A large number of previous importers have dropped their involvement with the Bou Craa phosphate rock, due to aspects of international law and human rights. For instance:
Companies that have ended such long-term contracts include also Lifosa (Lithuania/Russia), Tripoliven (Venezuela), Monomeros (Colombia), Impact (Australia) and FMC Corp (USA/Spain). The Australian company Incitec Pivot, which has imported for decades, has never made any announcement on halting the trade, but WSRW has observed that it has not received any such cargo since December 2016.
OCP bonds are traded at the Irish Stock Exhange, but have been excluded from the portfolios of numerous international investors.

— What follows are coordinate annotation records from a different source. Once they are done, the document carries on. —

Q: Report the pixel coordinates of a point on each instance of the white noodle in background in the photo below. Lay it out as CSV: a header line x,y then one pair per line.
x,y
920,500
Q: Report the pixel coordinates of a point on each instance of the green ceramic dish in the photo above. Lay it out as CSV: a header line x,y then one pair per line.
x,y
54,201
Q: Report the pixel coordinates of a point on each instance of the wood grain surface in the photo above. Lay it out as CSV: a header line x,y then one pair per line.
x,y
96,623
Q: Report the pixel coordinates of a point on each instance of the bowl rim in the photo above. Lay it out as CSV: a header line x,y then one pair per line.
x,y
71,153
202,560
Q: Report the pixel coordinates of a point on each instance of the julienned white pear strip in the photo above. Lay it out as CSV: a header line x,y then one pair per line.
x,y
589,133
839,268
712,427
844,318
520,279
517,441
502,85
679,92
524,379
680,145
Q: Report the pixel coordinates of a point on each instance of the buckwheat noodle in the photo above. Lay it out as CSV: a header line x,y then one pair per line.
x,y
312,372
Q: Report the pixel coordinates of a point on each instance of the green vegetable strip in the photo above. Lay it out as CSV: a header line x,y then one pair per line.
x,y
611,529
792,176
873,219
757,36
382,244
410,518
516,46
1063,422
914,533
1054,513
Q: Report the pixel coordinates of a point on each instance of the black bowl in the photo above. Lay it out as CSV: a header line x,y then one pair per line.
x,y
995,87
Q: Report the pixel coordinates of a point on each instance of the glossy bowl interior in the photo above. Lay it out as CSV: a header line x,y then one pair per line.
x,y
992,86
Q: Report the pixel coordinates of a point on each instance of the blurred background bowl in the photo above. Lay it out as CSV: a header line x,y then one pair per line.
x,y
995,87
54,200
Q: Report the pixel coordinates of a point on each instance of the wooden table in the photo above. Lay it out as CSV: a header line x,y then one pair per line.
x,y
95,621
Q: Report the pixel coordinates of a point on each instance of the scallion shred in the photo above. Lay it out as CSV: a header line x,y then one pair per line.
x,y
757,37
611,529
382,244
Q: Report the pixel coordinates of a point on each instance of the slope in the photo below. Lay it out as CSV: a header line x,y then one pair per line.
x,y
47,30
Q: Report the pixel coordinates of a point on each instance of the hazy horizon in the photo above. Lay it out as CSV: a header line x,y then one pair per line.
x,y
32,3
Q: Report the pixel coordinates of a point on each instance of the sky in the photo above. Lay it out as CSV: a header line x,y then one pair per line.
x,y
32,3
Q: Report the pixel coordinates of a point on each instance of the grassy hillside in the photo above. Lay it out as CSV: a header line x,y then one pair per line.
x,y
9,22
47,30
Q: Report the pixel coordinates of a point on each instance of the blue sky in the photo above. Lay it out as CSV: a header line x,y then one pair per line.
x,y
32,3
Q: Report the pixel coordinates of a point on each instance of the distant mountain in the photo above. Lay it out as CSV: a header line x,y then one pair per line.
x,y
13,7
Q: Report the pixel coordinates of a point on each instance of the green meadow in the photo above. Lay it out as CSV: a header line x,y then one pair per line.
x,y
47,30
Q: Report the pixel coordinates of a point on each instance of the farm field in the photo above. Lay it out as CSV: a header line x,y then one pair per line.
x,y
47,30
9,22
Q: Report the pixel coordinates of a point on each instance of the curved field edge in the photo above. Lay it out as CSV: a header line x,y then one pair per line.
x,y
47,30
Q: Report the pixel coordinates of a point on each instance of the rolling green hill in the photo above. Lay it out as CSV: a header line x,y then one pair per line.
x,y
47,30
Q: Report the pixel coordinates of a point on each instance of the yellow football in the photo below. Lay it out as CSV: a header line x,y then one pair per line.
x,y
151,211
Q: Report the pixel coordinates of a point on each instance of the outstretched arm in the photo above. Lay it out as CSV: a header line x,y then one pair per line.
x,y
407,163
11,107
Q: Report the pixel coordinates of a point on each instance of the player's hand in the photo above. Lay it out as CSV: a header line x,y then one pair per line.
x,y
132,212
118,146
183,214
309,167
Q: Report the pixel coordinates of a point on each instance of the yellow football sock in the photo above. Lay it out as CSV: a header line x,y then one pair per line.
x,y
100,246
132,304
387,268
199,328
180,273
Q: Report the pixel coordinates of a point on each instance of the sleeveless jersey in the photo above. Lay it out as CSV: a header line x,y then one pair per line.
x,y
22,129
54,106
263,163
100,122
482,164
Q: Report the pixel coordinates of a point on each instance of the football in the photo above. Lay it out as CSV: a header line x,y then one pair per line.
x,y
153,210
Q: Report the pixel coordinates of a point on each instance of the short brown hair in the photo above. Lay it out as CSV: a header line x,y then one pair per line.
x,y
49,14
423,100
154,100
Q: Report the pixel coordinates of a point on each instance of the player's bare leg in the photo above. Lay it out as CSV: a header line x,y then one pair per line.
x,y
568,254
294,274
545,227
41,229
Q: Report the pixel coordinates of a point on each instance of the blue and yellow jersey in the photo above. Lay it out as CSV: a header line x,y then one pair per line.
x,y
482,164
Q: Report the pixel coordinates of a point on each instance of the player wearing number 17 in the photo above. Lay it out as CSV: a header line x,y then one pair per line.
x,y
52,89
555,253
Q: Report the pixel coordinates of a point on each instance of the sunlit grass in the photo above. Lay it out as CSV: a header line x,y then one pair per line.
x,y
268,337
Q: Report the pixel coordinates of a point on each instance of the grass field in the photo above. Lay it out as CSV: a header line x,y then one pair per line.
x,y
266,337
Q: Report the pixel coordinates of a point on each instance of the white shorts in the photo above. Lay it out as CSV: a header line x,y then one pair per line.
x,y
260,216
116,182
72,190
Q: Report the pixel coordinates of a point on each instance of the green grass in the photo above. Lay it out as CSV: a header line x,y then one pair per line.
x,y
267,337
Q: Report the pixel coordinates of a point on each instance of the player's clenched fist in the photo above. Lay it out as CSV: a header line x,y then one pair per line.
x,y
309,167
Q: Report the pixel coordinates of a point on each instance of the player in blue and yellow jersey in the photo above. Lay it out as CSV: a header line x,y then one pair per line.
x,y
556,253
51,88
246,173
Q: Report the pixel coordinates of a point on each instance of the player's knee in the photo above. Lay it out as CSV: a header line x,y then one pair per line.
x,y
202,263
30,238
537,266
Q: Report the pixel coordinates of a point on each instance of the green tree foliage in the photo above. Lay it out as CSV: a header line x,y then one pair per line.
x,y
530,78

Several dozens of institutional investors are known to have divested from importing companies and to have removed OCP from their portfolios over the exports and trade. The Norwegian goverment pension fund alone has excluded several hundreds million dollars of shares, for ethical reasons.
The German/Spanish company Siemens Gamesa plays an important role in servicing the Bou Craa mine's infrastructure. Also, Worley and Caterpillar provide services to the operation. Important decisions were made in 2020 by both Epiroc, and Continental to not continue their supplies to the mining operations. Epiroc had supplied mining equipment, while Continental had supplied rubber systems for the conveyor belt.
Several shipping companies have renounced from continuing shipments from Western Sahara after learning about the ethical and legal aspects of the trade, such as Spar Shipping, Jinhui, Golden Ocean, Ugland, Arnesen, R-Bulk, LT Ugland and Belships. Danish shipping company Maersk made sure to terminate the former involvement of German group Dr.Oetker.
A UN delegation that visited the formerly known Spanish Sahara in 1975, as part of the de-colonialization of the territory, stated that “eventually the territory will be among one of the largest exporters of phosphate in the world”. According to their assessment, a free Western Sahara would become the second largest exporter, only beaten by Morocco. However, only a few months later, Morocco invaded Western Sahara. In recent years, the phosphate rock exports from Bou Craa have amounted to around 10% of Morocco’s total rock export. Bou Craa annual production has varied between 1 to 2 million tonnes the last decade, contributing substantially to finance the occupation of the territory and the depletion of the mine.
Morocco controls around three quarters of the phosphate reserves globally. Most of its exports take place from Morocco proper, while the Bou Craa mine in the occupied territory constitutes only a minor part of the OCP's overall operations. Yet, in a Saharawi perspective, the trade is of enormous importance.